La question du male gaze se trouve complexifiée car ce sont dans la majeure partie des femmes, Naïma ou Sofia elle-même, qui regardent son corps et qui éprouvent du plaisir à la regarder. Sofia contrôle son image, c’est elle qui gère sa sexualisation et elle prend du plaisir en le faisant. Mais sommes-nous dans un female gaze où nous ressentons l’expérience des héroïnes ? Non. Le personnage de Naïma est trop secondaire pour vraiment comprendre ce qu’elle traverse et s’attacher à son ressenti. Quant à Sofia, on a accès par bribes à ses déceptions, mais comme la cinéaste filme une performance, le regard de Zlotowski s’attarde plus sur la construction du féminin que sur ce que Sofia ressent en incarnant ce mythe de femme. Nous ne vivons pas l’expérience de Sofia, nous la regardons avec fascination.

De Duras à Zahia

Rebecca Zlotowski nous interroge sur les préjugés de spectateur.trice qui nous accompagnent face à cette femme qui a l’air si à l’aise avec sa sexualité, qu’on la prend pour une idiote. Quand Sofia clame que son autrice culte est Marguerite Duras et que son livre préféré change selon ses humeurs révélant sa plus profonde intimité (hier c’était La Douleur, aujourd’hui c’est L’amant) on se dit qu’encore une fois la réussite du film vient de cet entrechoquement des imaginaires. On a du mal à imaginer Sofia lisant le journal de Duras attendant que son mari Robert Antelme rentre des camps dans La Douleur.

Et puis on se dit qu’il vaut mieux rire de nos idées préconçues, la cinéaste est de toute façon plus maligne que nous. Sofia est orpheline de mère, peut-être que le personnage a lui-aussi connu la douleur du deuil. Peut-être que Sofia, comme Zahia, avec son corps presque trop féminin, a mieux compris l’Amant que tout le monde. 

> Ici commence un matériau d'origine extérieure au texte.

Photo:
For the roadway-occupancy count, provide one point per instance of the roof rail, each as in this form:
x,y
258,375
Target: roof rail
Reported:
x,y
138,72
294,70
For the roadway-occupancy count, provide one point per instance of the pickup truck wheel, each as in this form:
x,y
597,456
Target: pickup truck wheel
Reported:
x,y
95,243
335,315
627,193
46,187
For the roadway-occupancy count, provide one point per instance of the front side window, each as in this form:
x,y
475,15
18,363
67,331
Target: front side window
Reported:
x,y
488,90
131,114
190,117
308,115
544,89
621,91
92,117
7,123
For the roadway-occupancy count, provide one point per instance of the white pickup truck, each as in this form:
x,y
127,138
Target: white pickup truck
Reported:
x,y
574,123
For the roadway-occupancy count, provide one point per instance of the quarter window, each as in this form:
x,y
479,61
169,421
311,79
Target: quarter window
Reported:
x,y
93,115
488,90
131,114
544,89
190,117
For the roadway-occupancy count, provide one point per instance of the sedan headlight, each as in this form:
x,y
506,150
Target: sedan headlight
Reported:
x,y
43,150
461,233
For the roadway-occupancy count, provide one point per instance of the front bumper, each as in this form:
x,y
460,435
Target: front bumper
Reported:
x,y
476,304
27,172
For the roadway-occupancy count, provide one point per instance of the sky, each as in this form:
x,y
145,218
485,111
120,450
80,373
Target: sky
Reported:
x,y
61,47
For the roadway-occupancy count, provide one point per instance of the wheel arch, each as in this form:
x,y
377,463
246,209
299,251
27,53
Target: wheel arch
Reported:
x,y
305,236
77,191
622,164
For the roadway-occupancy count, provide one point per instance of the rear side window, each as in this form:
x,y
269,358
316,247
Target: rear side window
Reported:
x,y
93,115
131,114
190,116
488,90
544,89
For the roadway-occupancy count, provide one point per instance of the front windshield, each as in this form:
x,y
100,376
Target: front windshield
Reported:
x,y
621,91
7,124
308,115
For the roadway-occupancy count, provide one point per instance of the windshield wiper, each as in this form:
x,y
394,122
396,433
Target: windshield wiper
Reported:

Au final, on se dit qu’une Fille Facile possède effectivement la chaleur et la langueur des étés et que Zahia, comme Bardot, a su créer une image de femme sur laquelle nous pouvons projeter nos attentes, nos rêves, nos jalousies et nos frustrations. Zlotowski y pose son regard et ses fantasmes avec facétie et intelligence en nous faisant croire que son portrait est aussi léger qu’un amour de vacances. Mais comme on le sait si bien, les amours de vacances eux aussi laissent des traces et les images du souvenir sont parfois beaucoup plus retorses qu’elles ne paraissaient au premier abord.